Comment on the photo, Eugene Kaspersky, CEO of Kaspersky Lab

  • author, Graeme Baker
  • Role, BBC News, Washington

The United States has announced plans to ban the sale of antivirus software produced by Russian company Kaspersky due to its alleged links to the Kremlin.

Commerce Secretary Gina Raimondo said Thursday that Moscow’s influence over the company poses a significant risk to American infrastructure and services.

She said the United States was forced to take action because of Russia’s “ability and intent…to collect and weaponize Americans’ personal information.”

“Kaspersky generally will not be able to, among other activities, sell its software within the United States or provide updates to software already in use,” the Commerce Department said.

Kaspersky said it intends to pursue “all legally available options” to fight the ban, and denied its involvement in any activity that threatens American security.

The plan uses broad powers created by the Trump administration to ban or restrict transactions between American companies and technology companies from “foreign adversary” countries such as Russia and China.

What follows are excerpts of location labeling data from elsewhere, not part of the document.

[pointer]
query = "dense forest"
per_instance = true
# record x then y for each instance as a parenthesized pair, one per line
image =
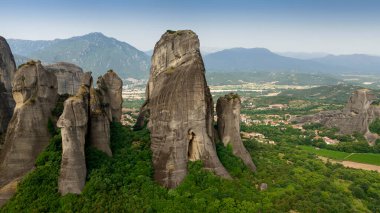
(296, 180)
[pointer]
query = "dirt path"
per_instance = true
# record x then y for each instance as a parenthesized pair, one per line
(350, 164)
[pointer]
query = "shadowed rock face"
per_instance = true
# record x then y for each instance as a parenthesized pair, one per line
(73, 123)
(356, 116)
(7, 70)
(68, 76)
(35, 94)
(181, 109)
(99, 123)
(7, 64)
(228, 111)
(87, 115)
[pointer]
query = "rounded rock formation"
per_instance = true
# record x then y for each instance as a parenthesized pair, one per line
(228, 111)
(181, 109)
(35, 94)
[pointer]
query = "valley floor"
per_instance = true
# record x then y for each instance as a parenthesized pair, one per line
(350, 164)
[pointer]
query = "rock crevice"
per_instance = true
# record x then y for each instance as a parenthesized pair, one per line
(228, 112)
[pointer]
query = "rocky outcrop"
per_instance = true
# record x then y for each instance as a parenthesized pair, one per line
(7, 70)
(110, 87)
(68, 76)
(356, 116)
(181, 109)
(228, 111)
(87, 115)
(99, 123)
(7, 64)
(73, 123)
(35, 94)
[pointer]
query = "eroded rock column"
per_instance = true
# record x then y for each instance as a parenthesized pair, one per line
(181, 109)
(7, 70)
(35, 94)
(73, 123)
(228, 111)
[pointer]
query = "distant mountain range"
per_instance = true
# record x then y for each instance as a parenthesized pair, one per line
(261, 59)
(93, 52)
(97, 53)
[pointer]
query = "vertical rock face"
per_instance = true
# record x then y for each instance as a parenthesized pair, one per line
(7, 70)
(110, 86)
(181, 109)
(357, 115)
(35, 94)
(228, 111)
(99, 123)
(73, 123)
(68, 76)
(7, 64)
(87, 115)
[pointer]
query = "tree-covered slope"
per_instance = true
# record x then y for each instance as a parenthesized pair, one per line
(124, 183)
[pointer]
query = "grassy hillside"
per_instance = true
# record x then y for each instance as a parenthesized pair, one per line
(296, 181)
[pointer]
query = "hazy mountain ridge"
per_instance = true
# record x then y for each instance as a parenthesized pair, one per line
(98, 53)
(261, 59)
(93, 52)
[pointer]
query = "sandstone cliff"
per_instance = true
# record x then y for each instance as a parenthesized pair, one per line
(73, 123)
(68, 76)
(35, 94)
(181, 109)
(99, 123)
(7, 70)
(87, 115)
(228, 111)
(356, 116)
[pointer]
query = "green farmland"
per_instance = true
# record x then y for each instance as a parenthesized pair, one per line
(368, 158)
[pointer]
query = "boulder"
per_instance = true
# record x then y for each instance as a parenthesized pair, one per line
(68, 76)
(181, 109)
(7, 70)
(228, 111)
(73, 123)
(35, 94)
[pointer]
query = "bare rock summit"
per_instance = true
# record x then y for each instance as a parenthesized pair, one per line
(228, 112)
(181, 109)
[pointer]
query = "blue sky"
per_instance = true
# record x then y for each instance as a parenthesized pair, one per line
(333, 26)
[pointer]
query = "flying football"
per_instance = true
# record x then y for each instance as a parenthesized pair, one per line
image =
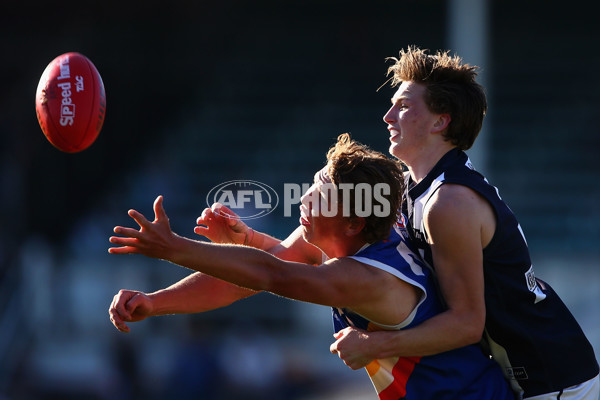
(70, 102)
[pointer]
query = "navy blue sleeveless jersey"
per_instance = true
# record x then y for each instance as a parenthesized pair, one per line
(461, 374)
(528, 329)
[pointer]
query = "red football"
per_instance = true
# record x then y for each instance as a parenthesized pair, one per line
(70, 102)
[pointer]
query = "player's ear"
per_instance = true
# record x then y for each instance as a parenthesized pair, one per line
(355, 225)
(441, 124)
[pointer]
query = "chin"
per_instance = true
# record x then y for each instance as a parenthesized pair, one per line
(395, 150)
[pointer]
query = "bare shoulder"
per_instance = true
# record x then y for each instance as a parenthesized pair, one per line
(374, 293)
(295, 248)
(460, 208)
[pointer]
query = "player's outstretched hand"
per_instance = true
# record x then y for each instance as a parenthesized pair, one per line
(349, 346)
(129, 306)
(221, 225)
(153, 239)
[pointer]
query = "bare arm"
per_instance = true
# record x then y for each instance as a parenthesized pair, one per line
(340, 282)
(459, 224)
(200, 292)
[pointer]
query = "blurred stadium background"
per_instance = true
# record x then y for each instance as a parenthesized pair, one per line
(199, 93)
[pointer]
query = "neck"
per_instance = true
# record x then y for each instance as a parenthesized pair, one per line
(344, 248)
(424, 163)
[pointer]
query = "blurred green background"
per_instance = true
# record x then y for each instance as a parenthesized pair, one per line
(199, 93)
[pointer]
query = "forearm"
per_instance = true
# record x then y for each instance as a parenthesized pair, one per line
(438, 334)
(242, 266)
(196, 293)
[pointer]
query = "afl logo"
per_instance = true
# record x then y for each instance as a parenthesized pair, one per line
(248, 199)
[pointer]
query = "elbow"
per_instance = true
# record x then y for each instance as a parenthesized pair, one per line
(473, 329)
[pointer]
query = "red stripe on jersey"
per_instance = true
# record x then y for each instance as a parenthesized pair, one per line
(401, 373)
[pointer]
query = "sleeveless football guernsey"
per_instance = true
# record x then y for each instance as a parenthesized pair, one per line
(465, 373)
(528, 329)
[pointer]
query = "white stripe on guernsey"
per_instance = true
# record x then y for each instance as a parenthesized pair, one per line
(401, 276)
(421, 201)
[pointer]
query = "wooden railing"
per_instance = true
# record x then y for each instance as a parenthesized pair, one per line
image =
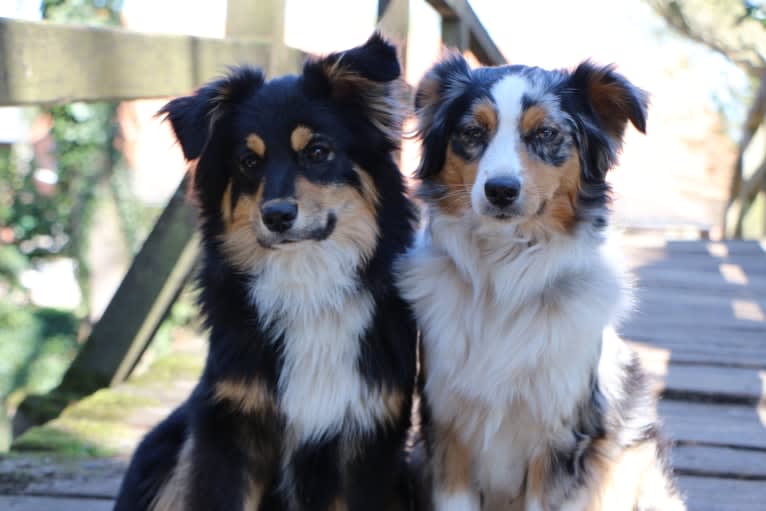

The plan will effectively prevent downloads of software updates, resales, and product licensing as of September 29, and new business will be restricted within 30 days of the announcement.

Sellers and distributors who violate the restrictions will face fines from the Department of Commerce.

The company has long been a target of US regulators. In 2017, the Department of Homeland Security banned its main antivirus product from federal networks, claiming ties to Russian intelligence.

While the multinational company is headquartered in Moscow, it has offices in 31 countries around the world, serving more than 400 million users and 270,000 corporate clients in more than 200 countries, the Commerce Ministry said.

The number of affected customers in the United States is classified as confidential business data.

However, Reuters quoted a Commerce Department official as saying that this is a “large number” and includes state and local governments and companies that provide communications, energy and health care.